Even Light Hookah Smoking Causes Lung Problems

Researchers have found that smoking a water pipe, or hookah, even only occasionally leads to a variety of pulmonary abnormalities.

Researchers have found that smoking a water pipe, or hookah, even only occasionally leads to a variety of pulmonary abnormalities.

A study conducted by Ronald G. Crystal, MD, of the Department of Genetic Medicine at Weill Cornell Medical College, and colleagues, was published in the American Journal of Respiratory and Critical Care Medicine on March 23, 2016.

The researchers’ objective was to assess the effects of smoking a water pipe on the human lung. In order complete that objective, they said they assessed “young, light-use water-pipe-only smokers in comparison to lifelong non-smokers using clinical parameters including cough and sputum scores, lung function, and chest HRCT, and biologic parameters including lung epithelial lining fluid (ELF) metabolome, small airway epithelial (SAE) cell differential and transcriptome, alveolar macrophage (AM) transcriptome, and plasma apoptotic endothelial cell microparticles (EMPs).”

A water pipe is a device for smoking flavored tobacco.

The researchers describe it with, “The tobacco is placed in a bowl surrounded by burning charcoal; when the smoker inhales, air is pulled through the charcoal and into the bowl holding the tobacco.” Not much data exists on the effects of using a water pipe, even though use is become more prevalent. The researchers hypothesized that use of the water pipe would lead to abnormalities in the lungs.
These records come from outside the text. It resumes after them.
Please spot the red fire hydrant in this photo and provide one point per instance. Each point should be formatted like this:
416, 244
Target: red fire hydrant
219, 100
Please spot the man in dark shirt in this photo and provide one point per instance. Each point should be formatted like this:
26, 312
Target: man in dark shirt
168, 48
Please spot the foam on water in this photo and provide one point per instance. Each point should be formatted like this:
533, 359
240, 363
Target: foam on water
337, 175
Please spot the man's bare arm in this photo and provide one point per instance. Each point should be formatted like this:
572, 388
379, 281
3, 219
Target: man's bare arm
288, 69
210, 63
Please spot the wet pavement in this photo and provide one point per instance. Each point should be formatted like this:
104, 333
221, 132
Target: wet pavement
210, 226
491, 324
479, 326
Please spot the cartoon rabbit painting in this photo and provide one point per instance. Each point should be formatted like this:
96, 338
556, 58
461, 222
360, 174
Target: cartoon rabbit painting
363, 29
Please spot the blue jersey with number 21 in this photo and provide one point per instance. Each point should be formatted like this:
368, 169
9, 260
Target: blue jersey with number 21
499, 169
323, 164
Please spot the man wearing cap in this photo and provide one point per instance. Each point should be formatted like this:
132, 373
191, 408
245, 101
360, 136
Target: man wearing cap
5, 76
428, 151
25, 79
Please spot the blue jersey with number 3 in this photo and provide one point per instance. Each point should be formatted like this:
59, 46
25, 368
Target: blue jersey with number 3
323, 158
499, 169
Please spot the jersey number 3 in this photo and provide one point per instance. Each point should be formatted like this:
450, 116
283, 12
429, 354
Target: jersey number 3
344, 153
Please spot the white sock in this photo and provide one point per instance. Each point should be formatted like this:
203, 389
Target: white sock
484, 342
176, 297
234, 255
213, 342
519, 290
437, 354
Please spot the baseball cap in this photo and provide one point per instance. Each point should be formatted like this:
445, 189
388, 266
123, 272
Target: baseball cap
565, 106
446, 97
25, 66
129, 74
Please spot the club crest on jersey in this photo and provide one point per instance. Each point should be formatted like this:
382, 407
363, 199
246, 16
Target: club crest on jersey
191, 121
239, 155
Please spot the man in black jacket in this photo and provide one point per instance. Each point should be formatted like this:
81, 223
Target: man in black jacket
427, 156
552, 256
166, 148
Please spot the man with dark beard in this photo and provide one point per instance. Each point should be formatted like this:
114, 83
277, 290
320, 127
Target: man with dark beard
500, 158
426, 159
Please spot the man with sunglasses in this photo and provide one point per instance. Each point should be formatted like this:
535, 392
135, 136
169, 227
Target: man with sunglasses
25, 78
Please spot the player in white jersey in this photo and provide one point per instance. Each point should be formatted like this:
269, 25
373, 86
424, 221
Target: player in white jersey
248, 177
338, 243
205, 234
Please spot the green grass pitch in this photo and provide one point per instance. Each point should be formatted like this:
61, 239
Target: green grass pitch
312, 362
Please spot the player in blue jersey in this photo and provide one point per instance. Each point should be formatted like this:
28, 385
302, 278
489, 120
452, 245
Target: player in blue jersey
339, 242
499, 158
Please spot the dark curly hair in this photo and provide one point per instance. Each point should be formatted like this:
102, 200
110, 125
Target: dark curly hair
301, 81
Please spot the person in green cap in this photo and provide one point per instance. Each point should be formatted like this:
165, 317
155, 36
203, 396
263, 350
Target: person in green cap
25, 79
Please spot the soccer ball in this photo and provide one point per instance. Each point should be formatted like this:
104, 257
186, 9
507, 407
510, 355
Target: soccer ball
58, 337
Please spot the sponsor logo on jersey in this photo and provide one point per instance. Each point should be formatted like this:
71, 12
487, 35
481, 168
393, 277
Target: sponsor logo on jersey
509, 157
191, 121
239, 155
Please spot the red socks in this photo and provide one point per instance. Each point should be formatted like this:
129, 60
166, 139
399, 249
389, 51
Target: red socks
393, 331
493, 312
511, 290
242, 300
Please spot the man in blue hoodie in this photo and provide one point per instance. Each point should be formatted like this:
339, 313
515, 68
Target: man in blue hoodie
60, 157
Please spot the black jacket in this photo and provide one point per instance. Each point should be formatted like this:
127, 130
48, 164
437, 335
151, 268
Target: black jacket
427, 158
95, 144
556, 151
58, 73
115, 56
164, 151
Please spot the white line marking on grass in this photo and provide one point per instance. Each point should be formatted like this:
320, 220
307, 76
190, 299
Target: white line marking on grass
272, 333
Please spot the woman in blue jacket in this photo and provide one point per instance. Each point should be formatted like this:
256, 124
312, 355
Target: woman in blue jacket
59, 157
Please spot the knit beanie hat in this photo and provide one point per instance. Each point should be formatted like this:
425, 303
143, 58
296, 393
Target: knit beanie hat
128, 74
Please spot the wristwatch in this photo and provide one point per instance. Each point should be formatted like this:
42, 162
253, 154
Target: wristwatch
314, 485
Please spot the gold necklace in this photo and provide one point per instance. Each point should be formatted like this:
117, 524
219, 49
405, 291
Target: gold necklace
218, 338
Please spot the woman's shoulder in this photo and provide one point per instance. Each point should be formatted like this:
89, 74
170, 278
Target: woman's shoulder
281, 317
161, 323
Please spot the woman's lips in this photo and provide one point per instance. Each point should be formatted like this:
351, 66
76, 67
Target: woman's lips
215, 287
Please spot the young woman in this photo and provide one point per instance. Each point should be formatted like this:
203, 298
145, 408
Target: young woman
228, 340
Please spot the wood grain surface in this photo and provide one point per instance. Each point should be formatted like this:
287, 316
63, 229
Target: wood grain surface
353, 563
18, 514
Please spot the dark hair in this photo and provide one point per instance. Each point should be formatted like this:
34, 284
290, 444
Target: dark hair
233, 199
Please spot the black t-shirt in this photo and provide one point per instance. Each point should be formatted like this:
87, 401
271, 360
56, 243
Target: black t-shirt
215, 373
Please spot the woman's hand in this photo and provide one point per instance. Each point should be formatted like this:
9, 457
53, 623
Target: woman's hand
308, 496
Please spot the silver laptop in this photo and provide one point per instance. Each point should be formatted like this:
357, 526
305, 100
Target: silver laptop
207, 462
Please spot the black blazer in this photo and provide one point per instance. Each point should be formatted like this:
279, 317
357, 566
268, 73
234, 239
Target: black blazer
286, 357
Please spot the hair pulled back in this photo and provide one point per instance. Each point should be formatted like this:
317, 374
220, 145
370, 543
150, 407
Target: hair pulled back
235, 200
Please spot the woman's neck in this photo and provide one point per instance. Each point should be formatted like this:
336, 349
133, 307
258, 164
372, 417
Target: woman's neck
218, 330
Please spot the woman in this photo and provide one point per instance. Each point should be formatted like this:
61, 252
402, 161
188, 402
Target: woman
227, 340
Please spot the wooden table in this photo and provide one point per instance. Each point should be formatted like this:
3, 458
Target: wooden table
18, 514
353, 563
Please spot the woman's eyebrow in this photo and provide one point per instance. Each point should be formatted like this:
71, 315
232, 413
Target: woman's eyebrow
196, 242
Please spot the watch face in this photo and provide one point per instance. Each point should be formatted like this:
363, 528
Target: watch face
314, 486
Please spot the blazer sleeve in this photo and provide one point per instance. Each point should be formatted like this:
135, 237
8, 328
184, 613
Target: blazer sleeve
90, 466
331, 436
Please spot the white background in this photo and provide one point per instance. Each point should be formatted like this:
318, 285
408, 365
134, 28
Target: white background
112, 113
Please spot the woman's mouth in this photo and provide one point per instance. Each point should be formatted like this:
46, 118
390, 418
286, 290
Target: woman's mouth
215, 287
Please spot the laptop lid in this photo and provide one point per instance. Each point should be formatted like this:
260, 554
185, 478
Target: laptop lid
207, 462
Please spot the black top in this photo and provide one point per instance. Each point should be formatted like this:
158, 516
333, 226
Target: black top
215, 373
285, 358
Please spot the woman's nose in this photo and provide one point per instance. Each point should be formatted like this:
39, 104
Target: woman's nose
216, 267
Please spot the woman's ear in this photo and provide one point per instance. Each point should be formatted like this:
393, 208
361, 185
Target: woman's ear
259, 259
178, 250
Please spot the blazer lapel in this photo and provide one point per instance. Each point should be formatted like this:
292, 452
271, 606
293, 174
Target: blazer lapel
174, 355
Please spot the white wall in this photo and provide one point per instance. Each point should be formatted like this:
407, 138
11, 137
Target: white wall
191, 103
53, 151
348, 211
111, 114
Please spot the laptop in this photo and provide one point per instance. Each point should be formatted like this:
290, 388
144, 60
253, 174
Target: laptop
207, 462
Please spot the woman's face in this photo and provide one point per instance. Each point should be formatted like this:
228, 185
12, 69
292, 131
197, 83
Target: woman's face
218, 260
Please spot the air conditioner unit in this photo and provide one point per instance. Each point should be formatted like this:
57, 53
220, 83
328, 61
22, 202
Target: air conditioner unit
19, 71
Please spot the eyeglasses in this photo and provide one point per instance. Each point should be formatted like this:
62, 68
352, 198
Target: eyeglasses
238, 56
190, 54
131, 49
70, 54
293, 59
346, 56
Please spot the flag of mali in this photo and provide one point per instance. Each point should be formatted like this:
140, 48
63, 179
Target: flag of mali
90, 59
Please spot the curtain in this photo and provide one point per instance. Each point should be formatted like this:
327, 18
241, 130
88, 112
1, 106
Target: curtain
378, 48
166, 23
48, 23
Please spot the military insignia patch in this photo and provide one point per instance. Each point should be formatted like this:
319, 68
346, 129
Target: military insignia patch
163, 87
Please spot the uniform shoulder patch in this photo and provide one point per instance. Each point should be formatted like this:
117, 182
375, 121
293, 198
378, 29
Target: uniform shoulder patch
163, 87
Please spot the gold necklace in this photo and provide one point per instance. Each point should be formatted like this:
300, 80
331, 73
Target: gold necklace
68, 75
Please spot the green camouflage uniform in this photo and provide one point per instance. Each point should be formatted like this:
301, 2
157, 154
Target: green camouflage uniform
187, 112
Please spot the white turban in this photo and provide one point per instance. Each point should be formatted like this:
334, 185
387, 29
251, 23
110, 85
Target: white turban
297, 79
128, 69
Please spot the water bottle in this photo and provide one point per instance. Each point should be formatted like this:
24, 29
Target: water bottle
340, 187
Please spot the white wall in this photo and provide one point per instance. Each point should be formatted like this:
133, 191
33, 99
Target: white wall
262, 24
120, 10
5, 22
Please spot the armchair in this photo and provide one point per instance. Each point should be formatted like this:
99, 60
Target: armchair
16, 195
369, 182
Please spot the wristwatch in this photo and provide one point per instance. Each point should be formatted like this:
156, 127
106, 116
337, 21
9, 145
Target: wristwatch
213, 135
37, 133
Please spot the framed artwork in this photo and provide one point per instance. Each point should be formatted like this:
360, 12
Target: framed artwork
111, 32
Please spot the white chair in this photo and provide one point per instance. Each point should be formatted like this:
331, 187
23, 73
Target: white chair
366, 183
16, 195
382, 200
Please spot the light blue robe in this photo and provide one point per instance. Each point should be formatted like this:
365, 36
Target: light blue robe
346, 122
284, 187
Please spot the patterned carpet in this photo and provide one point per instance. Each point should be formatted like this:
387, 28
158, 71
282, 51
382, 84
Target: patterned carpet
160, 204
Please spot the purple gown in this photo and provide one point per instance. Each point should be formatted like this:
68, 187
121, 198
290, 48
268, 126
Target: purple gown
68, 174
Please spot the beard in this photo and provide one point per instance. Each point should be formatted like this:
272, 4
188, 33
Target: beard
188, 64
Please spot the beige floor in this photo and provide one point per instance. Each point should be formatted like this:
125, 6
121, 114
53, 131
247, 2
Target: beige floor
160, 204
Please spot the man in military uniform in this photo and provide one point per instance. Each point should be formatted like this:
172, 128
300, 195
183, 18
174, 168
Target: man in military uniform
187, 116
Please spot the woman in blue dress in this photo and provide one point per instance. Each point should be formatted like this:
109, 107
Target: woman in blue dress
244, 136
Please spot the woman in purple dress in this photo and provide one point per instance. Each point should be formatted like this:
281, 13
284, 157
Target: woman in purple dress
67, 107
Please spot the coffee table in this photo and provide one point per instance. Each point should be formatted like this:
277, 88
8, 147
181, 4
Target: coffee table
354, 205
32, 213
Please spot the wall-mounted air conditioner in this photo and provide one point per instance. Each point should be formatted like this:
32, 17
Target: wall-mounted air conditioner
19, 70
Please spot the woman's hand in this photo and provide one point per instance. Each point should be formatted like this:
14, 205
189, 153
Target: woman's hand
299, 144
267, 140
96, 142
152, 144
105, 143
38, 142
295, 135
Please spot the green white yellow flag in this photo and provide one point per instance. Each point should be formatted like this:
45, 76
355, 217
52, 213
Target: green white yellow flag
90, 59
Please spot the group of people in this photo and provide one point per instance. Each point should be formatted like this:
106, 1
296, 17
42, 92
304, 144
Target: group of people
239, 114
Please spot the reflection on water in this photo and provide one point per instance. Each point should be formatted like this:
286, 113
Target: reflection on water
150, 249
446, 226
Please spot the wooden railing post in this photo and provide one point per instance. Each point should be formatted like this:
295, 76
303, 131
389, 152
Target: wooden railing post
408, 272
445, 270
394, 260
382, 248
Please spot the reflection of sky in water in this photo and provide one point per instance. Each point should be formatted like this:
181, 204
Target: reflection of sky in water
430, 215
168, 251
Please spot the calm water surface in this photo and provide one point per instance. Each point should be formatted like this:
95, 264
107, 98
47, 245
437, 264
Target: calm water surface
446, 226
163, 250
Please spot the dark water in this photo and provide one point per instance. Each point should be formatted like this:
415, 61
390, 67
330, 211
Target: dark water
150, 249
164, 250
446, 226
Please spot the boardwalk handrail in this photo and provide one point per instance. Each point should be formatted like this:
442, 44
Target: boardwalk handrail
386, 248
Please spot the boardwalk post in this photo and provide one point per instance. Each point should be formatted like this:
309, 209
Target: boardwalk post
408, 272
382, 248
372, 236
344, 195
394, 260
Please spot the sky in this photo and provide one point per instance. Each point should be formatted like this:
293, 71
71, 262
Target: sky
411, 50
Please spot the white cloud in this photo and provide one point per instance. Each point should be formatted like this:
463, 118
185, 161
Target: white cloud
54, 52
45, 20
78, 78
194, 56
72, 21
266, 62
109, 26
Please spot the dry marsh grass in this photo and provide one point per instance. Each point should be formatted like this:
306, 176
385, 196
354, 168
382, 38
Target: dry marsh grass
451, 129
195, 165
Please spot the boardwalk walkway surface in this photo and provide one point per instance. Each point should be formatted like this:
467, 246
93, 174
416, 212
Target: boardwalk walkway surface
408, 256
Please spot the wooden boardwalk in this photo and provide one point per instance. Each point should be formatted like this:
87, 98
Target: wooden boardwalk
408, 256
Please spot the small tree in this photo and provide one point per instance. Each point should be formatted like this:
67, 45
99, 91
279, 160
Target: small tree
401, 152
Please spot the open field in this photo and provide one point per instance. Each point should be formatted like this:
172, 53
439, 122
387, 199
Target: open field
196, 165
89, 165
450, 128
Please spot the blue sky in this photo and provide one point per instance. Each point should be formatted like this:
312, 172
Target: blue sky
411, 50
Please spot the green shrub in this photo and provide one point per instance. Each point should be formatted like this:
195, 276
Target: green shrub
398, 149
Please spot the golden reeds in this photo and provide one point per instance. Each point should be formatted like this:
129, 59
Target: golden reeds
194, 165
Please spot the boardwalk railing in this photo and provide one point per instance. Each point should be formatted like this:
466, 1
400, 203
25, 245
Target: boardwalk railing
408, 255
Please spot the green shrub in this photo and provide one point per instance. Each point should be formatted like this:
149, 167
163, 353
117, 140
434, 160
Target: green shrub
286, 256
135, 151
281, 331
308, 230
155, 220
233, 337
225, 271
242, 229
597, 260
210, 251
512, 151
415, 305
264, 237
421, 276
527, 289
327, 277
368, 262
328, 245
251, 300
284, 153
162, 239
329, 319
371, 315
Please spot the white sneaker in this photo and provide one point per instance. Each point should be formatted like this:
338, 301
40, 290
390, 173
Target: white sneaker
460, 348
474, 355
They recruited 19 self-reported nonsmokers and 21 water pipe-only smokers from the general population in New York City. The participants were healthy and baseline measurements of nicotine and cotinine levels were obtained, as well as pulmonary function test results. The two groups were comparable in ethnicity, BMI, and gender. The water pipe smokers were younger overall than the nonsmokers.

The researchers report “Cough and sputum scores were significantly higher in water pipe smokers compared to nonsmokers,” with 33% of water pipe smokers having an abnormal cough but only 5% of nonsmokers. The water pipe smokers also had “(1) lower respiratory tract and ELF-differentially present metabolites; (2) SAE, the cell population where COPD and most lung cancers are initiated - disarray of the proportions of cell types, with increased numbers of secretory and intermediate cells and decreased numbers of ciliated and basal cells and an abnormal transcriptome; (3) AM, the pulmonary representative of the mononuclear phagocyte system, functioning as the scavenger cell in the lower respiratory tract - abnormal transcriptome; and (4) pulmonary capillary endothelium - increased proportion of circulating apoptotic-derived EMPs,” according the results of the study.

The researchers conclude by suggesting that large, epidemiologic studies aimed at uncovering the harmful effects of water pipe use should be undertaken in order to combat the perception that the harmful effects of tobacco are somehow filtered out because it passes through water prior to inhalation.